In order to better equip themselves, Pelts says that social workers and other mental health providers should challenge their cultural assumptions when treating clients who are veterans or service members. “It’s not ethically sound practice to assume that all service members and veterans are heterosexual. Assuming individuals are heterosexual can compound stress for GLB individuals and make them less likely to share information, which can make it more difficult for health professionals and mental health providers to provide adequate care.”

Pelts said health providers should adopt practices to be more inclusive to veterans who identify as GLB. Part of increasing inclusivity includes simple changes such as modifying medical history forms and in-take documents. By going about the simple task of using more inclusive terminology, individuals who identify as GLB may feel less alienated.

Pelts cites previous research that shows GLB people use the services of mental health providers at rates higher than non-GLB people. Reports also show that one of the primary reasons GLB people seek the assistance of a mental health provider is in response to societal stigma related to identifying as a sexual minority. Reaching those individuals in service delivery can be facilitated by practicing in a manner that does not assume all patients are heterosexual.  Referred to as “affirming practice,” a practice that does not assume heterosexuality and is informed about the needs of GLB clients can extend beyond the individual client. Pelts gives the example that now military members can serve openly and the military recognizes marriages of same-sex couples. An affirming practice may reach the child of a same-sex couple who wishes to discuss the parents’ sexual orientation. An affirming practice may also reach family members and friends of GLB veterans who do not understand minority sexual orientation.
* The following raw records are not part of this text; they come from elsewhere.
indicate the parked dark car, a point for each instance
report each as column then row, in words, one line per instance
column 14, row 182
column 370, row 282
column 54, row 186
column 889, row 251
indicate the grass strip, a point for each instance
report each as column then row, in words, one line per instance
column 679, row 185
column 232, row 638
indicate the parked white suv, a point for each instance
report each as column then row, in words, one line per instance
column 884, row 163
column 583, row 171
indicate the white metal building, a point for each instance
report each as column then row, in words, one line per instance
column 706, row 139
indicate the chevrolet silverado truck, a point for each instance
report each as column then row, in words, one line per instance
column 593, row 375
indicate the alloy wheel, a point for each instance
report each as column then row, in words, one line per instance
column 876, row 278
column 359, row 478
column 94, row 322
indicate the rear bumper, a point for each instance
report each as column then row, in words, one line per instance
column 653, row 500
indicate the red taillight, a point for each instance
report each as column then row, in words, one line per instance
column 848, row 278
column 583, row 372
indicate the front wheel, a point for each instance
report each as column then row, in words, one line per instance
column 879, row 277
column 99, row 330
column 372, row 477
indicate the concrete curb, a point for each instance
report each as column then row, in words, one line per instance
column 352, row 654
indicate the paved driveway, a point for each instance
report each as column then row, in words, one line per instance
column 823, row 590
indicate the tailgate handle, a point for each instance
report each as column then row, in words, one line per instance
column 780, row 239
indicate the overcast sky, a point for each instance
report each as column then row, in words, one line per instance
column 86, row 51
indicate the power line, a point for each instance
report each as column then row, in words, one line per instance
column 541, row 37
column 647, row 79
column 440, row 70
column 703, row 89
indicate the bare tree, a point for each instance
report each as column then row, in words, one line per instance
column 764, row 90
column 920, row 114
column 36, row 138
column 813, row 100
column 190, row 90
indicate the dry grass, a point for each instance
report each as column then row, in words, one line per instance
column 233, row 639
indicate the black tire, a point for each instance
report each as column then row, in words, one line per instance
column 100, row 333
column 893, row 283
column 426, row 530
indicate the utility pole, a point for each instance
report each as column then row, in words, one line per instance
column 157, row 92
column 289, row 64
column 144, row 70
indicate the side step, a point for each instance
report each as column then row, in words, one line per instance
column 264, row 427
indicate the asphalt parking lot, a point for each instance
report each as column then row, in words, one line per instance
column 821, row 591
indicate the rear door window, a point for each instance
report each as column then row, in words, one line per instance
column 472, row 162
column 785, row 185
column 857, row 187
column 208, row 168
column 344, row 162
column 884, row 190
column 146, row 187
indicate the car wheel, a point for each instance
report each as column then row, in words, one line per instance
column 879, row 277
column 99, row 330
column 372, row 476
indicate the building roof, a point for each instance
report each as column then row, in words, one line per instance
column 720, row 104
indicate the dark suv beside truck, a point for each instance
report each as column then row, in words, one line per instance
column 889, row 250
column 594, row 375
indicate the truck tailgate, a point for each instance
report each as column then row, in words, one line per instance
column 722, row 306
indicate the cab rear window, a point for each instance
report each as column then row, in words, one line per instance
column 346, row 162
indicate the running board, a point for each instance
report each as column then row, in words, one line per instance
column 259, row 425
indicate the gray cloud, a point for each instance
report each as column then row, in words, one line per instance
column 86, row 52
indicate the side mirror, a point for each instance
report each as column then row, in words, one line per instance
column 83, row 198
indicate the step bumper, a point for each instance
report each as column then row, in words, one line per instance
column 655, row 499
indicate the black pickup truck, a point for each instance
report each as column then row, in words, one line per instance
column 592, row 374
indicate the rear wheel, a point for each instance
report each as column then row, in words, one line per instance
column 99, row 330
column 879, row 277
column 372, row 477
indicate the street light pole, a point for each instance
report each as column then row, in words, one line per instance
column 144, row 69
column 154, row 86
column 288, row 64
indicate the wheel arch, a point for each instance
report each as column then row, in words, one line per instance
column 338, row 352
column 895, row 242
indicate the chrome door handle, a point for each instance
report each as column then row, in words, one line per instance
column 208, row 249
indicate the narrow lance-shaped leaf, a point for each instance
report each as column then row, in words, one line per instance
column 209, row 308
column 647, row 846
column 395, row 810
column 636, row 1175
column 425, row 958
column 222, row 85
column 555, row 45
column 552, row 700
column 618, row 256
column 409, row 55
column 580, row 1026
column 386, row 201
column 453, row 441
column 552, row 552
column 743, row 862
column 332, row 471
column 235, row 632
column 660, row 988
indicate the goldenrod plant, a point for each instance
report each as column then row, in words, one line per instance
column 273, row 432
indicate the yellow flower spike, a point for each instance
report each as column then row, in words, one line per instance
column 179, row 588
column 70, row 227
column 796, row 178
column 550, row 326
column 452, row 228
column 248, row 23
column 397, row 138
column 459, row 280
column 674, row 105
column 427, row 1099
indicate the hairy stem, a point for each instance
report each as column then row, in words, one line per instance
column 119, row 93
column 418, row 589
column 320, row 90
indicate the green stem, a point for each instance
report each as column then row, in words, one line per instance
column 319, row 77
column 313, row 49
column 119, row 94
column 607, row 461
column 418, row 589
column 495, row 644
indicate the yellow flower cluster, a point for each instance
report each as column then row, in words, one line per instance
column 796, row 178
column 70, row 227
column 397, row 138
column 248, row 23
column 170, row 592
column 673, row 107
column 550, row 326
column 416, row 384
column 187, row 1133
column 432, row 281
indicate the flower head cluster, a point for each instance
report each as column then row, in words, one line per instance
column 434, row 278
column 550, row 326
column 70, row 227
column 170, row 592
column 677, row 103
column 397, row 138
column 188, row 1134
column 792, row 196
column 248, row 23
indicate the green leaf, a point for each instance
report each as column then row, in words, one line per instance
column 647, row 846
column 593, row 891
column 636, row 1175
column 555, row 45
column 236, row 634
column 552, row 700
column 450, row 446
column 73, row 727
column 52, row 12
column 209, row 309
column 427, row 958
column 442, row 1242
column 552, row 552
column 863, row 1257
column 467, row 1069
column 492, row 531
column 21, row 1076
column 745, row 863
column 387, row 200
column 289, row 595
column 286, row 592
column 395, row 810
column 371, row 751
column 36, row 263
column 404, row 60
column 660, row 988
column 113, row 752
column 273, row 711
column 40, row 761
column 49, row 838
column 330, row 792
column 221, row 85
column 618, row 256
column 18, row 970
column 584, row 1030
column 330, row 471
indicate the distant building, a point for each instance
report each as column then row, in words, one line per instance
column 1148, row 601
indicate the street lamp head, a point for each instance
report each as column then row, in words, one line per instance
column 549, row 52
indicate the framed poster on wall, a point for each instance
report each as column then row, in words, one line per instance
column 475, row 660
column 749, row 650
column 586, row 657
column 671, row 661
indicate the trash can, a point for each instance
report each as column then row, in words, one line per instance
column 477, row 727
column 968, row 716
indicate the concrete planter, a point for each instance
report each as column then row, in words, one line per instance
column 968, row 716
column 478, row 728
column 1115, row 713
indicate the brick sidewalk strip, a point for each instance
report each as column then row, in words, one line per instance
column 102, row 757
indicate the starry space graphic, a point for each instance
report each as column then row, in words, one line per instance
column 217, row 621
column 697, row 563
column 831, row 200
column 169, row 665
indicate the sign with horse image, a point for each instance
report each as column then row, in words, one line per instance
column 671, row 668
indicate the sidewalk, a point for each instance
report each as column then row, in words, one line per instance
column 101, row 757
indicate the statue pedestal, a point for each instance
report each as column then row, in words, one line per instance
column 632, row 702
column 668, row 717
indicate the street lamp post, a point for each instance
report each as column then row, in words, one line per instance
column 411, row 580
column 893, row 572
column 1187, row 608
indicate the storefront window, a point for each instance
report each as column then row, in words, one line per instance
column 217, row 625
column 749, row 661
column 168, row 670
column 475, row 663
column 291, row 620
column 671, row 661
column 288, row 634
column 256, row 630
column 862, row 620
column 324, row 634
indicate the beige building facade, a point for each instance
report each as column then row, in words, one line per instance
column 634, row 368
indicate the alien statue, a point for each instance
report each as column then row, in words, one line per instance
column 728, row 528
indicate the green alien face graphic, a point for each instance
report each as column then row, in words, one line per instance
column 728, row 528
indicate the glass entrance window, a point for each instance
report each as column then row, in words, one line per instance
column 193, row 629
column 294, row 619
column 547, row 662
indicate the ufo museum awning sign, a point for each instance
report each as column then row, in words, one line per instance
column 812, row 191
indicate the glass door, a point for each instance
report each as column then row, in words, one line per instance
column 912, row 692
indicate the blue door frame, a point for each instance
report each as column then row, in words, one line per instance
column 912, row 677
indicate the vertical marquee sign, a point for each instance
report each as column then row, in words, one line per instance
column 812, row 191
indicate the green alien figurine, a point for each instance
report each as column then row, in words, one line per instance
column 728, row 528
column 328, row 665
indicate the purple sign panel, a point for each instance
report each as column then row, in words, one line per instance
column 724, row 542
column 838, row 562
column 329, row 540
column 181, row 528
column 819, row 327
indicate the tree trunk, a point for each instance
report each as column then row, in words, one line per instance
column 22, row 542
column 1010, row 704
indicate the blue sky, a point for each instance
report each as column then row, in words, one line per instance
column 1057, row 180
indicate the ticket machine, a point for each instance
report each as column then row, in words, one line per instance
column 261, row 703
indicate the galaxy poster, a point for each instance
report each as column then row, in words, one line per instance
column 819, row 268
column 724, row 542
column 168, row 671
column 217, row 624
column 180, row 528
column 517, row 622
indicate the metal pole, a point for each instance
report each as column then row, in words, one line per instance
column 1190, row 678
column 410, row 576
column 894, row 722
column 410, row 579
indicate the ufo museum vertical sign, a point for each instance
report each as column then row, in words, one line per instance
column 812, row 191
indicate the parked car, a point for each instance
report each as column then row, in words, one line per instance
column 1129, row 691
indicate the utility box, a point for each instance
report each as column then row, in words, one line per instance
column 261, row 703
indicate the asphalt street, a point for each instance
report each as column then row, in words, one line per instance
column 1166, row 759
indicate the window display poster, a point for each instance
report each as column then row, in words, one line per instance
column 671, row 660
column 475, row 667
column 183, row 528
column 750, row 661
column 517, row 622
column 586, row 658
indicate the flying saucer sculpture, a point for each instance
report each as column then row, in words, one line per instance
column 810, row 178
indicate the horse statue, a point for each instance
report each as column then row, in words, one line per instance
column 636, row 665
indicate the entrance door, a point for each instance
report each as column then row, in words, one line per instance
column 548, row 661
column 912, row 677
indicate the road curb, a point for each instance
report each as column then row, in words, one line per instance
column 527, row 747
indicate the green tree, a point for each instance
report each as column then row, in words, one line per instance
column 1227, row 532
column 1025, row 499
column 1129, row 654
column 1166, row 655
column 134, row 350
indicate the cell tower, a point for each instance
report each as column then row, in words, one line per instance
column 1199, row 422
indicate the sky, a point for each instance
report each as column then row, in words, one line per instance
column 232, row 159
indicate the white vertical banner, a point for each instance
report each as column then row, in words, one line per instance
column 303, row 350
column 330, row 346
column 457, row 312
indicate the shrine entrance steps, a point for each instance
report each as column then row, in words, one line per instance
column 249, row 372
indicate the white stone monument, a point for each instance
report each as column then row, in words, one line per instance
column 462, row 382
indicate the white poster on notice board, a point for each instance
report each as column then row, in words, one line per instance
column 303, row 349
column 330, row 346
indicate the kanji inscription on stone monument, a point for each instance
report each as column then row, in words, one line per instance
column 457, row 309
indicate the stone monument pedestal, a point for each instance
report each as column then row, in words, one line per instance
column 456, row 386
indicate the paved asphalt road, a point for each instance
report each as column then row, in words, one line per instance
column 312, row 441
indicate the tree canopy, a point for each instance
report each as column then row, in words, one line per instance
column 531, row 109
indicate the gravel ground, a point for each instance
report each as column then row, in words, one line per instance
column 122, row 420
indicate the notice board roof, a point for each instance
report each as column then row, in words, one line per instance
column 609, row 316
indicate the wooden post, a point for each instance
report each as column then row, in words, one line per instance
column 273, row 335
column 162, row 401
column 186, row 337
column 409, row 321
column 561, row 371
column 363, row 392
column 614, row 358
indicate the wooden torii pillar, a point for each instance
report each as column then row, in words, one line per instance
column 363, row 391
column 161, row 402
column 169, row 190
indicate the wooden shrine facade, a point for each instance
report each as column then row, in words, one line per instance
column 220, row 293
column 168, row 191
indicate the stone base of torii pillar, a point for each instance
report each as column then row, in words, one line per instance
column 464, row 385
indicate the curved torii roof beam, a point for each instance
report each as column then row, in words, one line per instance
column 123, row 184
“It is essential for mental health professionals to create culturally competent practice approaches,” Pelts said. “Social workers have a tremendous opportunity, if not ethical responsibility, to be leaders in the provision of mental health services for GLB service members, veterans and their families.”

However, Pelts says that the future needs of mental health for GLB service members and veterans is somewhat unknown at this time. With the repeal of DADT, GLB service members are able to be open about their sexuality, and the needs of of veterans who have been closeted their entire military career could likely be different than those who can serve openly. Pelts says, “The repeal of DADT went into effect in 2011, so this issue has not been explored yet. This is an issue that we will look at more closely as more service members and veterans serve openly over time.”

Further research also needs to be done regarding transgender individuals, Pelts says, urging that understanding the experiences of transgender military members and veterans is also important. “The repeal of DADT allows GLB service members to serve openly; however, the same protections have not been extended to transgender people,” he says. “The experiences of sexual orientation and gender identity are separate constructs that warrant separate research. Using the same data, we are currently looking at the same information related to transgender individuals and will be sharing that soon.”

Michael Pelts is the author of “Veterans Mental Health: Implication for Services With Gay Men and Lesbians Who Have Served,” published in Social Work in Mental Health.